Member of Legislative Assembly
- In office 2011 -2016
- Constituency: Sankari (State Assembly Constituency)

Minister of Social Welfare
- In office 27 August 2004 – 12 May 2006
- Chief Minister: J. Jayalalithaa
- Preceded by: B. Valarmathi
- Succeeded by: Poongothai Aladi Aruna

Minister of Khadi and Handlooms
- In office 10 Feb 1985 – 21 Oct 1986
- Chief Minister: M. G. Ramachandran

Member of Legislative Assembly
- In office 2001–2006
- Constituency: Panamarathupatti (State Assembly Constituency)
- In office 1980 - 1989 (2 terms)
- Constituency: Veerapandi (State Assembly Constituency)

= P. Vijayalakshmi =

Indian politician

Vijayalakshmi Palanisami is a former minister and Member of the Legislative Assembly of Tamil Nadu from Sankagiri constituency. (2011–2016) defeating her uncle and DMK strongman Veerapandi S. Arumugam. Previously, she was elected to the Tamil Nadu legislative assembly from Veerapandi constituency as an Anna Dravida Munnetra Kazhagam candidate in 1980, and 1984 elections. Again she was elected from Panamarathupatti (State Assembly Constituency) in 2001 elections during which she served as Social welfare minister.

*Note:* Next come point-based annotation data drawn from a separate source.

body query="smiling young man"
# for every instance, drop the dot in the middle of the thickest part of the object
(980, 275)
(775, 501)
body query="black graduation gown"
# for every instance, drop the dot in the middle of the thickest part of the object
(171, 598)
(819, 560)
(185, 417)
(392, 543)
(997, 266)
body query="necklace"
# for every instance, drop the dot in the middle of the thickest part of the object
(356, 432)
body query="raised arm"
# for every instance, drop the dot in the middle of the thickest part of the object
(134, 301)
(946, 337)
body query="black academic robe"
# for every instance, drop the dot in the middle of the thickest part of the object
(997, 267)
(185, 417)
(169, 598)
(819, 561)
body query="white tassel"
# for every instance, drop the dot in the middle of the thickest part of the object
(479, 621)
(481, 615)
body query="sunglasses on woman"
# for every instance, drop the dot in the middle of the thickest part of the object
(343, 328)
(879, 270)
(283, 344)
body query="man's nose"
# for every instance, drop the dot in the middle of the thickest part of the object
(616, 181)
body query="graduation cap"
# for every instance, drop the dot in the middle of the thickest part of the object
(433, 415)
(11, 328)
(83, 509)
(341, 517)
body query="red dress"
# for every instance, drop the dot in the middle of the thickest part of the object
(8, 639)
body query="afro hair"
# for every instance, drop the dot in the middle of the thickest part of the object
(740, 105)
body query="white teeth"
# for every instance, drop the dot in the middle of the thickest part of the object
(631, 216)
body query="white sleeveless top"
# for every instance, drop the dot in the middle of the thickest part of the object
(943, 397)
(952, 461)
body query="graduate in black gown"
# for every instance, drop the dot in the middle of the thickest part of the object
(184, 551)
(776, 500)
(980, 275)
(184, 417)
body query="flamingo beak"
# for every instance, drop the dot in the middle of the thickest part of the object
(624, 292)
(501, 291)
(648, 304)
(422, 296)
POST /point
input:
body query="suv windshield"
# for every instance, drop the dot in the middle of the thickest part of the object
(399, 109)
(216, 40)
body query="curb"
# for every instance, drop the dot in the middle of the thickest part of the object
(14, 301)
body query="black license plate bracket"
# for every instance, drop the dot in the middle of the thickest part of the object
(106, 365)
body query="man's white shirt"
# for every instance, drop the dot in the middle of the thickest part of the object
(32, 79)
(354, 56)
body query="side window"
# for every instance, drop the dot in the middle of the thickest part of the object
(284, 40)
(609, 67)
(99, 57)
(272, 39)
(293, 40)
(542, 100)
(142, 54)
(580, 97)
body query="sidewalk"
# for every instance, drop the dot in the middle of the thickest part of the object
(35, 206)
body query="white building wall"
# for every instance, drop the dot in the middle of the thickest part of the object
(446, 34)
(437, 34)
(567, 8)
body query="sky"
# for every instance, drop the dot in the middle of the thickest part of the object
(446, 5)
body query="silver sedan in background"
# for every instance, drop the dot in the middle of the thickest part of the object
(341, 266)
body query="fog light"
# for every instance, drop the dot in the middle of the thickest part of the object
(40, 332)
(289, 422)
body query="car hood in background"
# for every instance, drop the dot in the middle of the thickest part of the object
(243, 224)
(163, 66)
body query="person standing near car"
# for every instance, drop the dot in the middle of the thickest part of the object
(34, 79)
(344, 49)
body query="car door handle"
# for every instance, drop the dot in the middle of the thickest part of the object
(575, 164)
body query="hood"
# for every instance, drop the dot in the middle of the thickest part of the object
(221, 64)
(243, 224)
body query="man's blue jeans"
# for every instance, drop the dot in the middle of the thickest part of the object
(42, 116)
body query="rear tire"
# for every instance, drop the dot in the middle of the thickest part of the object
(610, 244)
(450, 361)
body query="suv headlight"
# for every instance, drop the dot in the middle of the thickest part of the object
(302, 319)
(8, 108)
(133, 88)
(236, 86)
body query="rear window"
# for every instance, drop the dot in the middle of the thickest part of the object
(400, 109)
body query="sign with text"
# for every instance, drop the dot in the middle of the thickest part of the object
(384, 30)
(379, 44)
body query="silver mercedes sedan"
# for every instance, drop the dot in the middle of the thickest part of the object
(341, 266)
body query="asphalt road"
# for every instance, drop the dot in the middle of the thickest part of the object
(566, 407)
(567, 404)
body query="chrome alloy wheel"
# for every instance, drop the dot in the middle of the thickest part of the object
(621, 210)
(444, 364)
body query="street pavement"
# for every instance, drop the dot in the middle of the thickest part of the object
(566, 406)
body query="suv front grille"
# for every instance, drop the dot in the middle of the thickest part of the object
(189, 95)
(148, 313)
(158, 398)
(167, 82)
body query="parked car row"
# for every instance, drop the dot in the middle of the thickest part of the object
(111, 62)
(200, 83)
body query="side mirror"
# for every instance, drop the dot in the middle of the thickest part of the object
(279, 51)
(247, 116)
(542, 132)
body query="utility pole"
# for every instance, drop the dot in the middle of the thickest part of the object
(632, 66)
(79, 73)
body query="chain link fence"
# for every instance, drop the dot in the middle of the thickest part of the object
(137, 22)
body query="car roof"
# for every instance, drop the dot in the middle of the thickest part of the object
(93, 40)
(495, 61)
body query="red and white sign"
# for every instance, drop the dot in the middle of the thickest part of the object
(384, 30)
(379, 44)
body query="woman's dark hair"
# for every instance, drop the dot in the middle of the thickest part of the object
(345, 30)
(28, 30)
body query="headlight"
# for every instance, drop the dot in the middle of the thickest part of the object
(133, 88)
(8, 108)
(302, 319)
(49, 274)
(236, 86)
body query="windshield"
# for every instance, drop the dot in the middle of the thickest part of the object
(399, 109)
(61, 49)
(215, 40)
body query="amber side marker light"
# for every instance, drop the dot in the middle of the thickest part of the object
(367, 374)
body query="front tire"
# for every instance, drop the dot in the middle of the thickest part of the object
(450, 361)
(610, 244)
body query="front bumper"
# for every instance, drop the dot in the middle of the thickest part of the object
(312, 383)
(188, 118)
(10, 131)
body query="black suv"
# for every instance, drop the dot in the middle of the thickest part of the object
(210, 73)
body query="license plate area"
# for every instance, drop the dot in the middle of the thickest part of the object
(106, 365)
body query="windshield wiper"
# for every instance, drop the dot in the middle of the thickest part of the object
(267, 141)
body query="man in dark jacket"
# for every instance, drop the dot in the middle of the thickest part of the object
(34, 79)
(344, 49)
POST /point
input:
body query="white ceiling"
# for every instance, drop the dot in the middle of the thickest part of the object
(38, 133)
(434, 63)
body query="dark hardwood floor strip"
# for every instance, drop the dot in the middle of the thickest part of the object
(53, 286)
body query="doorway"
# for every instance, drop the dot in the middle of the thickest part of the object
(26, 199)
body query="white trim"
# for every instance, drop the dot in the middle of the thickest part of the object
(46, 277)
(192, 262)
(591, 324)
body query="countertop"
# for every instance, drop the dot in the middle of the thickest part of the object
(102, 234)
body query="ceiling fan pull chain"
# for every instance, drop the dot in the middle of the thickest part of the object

In 1985, she was made Khadi and Handlooms minister by then Chief Minister M. G. Ramachandran, only to be removed from the post along with 10 other ministers in 1986. After the death of ADMK supremo J. Jayalalithaa, she was briefly in OPS camp along with former minister Semmalai, but soon returned to partyfold.